According to Dr. Gregg D. Jacobs, a Behavioral Sleep Medicine Specialist at the University of Massachusetts Medical School, sleeping pills are not very effective. According to Dr. Jacobs, sleeping pills “only increase total sleep time, and reduce the time it takes to fall asleep, by about 10 minutes.” Sleep medications also come with significant side effects, especially for those over 60. Side effects include interference with memory and learning, dependency, risk of overdose, and possible dementia and depression.
Deirdre Conroy, Ph.D., the Clinical Director, University of Michigan Behavioral Sleep Medicine Clinic, suggests that if someone does not sleep well, his first priority should be to consider whether physiological or psychological factors might be causing a problem. For example, if there is snoring, or a bed partner sees pauses in breathing during sleep, an overnight sleep study should be considered. If a urination problem is discovered, or a breathing problem such as sleep apnea, different treatments can be prescribed.

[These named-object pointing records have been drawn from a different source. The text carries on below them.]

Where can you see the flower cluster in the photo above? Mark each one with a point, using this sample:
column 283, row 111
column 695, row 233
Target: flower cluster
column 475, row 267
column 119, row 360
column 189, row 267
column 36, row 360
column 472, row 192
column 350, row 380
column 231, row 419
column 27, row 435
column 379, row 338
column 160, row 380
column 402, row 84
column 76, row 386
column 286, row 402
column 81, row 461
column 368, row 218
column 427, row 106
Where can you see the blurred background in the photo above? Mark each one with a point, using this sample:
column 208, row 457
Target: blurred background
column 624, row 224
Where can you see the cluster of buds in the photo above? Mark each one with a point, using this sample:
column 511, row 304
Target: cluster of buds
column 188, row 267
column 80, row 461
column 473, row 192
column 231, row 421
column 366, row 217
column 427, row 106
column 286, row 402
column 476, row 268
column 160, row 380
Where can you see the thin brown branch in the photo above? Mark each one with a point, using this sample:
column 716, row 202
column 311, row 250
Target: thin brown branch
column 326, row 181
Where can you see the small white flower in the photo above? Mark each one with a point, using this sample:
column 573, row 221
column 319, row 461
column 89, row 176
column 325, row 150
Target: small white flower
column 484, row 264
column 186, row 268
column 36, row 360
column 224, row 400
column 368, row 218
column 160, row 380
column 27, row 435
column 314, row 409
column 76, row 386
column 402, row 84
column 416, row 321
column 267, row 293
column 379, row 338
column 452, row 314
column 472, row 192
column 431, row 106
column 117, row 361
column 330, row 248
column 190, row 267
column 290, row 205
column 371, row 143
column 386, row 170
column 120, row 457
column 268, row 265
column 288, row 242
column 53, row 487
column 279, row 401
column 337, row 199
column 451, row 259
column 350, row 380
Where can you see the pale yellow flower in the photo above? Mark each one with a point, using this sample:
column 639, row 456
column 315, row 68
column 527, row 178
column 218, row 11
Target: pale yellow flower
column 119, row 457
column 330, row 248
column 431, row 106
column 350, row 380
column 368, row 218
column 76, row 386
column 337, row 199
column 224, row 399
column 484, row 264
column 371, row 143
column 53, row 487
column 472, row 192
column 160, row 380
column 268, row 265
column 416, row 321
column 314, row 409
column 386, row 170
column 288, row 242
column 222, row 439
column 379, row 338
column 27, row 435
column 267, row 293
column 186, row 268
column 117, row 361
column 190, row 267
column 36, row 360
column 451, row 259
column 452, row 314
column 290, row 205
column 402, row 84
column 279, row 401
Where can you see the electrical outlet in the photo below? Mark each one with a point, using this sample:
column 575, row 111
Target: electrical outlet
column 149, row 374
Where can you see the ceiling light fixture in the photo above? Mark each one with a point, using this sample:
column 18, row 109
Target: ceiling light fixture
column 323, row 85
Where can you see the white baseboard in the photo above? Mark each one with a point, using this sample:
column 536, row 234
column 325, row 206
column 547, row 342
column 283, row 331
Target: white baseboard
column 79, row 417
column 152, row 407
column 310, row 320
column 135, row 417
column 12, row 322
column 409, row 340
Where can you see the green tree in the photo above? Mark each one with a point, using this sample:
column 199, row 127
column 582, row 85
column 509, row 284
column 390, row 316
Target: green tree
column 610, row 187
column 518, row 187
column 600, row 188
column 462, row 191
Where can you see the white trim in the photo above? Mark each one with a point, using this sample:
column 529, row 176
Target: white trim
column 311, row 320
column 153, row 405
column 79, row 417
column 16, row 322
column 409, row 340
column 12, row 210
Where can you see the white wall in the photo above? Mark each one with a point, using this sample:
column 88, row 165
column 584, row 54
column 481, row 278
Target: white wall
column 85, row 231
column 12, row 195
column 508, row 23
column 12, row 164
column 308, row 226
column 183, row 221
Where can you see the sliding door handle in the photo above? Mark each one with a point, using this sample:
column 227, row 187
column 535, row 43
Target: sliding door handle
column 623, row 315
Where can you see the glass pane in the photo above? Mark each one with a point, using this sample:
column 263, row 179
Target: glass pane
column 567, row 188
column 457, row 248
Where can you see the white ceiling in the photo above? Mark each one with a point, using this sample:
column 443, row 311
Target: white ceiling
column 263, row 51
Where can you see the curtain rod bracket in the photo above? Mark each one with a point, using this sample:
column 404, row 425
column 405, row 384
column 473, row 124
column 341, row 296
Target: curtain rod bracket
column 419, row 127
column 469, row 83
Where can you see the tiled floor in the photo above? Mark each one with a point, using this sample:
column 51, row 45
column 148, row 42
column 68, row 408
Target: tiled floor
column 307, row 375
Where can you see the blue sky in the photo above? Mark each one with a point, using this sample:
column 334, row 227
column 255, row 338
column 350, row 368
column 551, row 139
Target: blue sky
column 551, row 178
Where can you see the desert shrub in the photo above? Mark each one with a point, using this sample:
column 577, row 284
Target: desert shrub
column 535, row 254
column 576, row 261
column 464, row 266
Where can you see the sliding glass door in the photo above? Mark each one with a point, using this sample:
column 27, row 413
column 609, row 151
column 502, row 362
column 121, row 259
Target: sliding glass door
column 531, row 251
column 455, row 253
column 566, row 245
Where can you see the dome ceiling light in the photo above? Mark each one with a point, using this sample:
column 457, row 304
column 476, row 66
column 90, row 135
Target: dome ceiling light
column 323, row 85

According to Dr. Conroy worrying, sadness and depression can also interfere with sleep. People who are experiencing these conditions should speak to a psychologist.
If an individual has tried tthese strategies without success, it may be time to move on to a therapist who focuses on insomnia. One of the techniques the therapist may have you consider is Cognitive Behavioral Therapy for Insomnia (CBTI). Dr. Conroy indicates that CBTI is a multi-session approach to insomnia that includes behavioral and cognitive/thinking techniques combined with education to improve the quality and regularity of sleep. CBTI is now recommended as the first-line treatment for insomnia by the American College of Physicians. Research also suggests that the improvements in sleep after CBTI are more durable after 2 years compared to medication.
If you have sleep issues here are some simple things you can do increase the likelihood of a good night’s sleep:
- Do not consume caffeine 4 to 6 hours before bed
- Do not consume alcohol 3 hours before bed
- Make sure your bedroom is dark, quiet and at a comfortable cool temperature
- Remove electronic devices from the bedroom, except for clock if you need an alarm, face the clock away from you.
- Get plenty of exercise, but not right before bed
- Do not nap during the day
- Calm mental activity & stressors an hour before bed
Components of CBTI include:
- Keeping a sleep diary
- Sleep Restriction Therapy in which you initially cut back on the time in bed.
- Stimulus Control Instructions which involves investigating sleep habits that may be interfering with sleep.
- Challenging sleep beliefs that are counterproductive.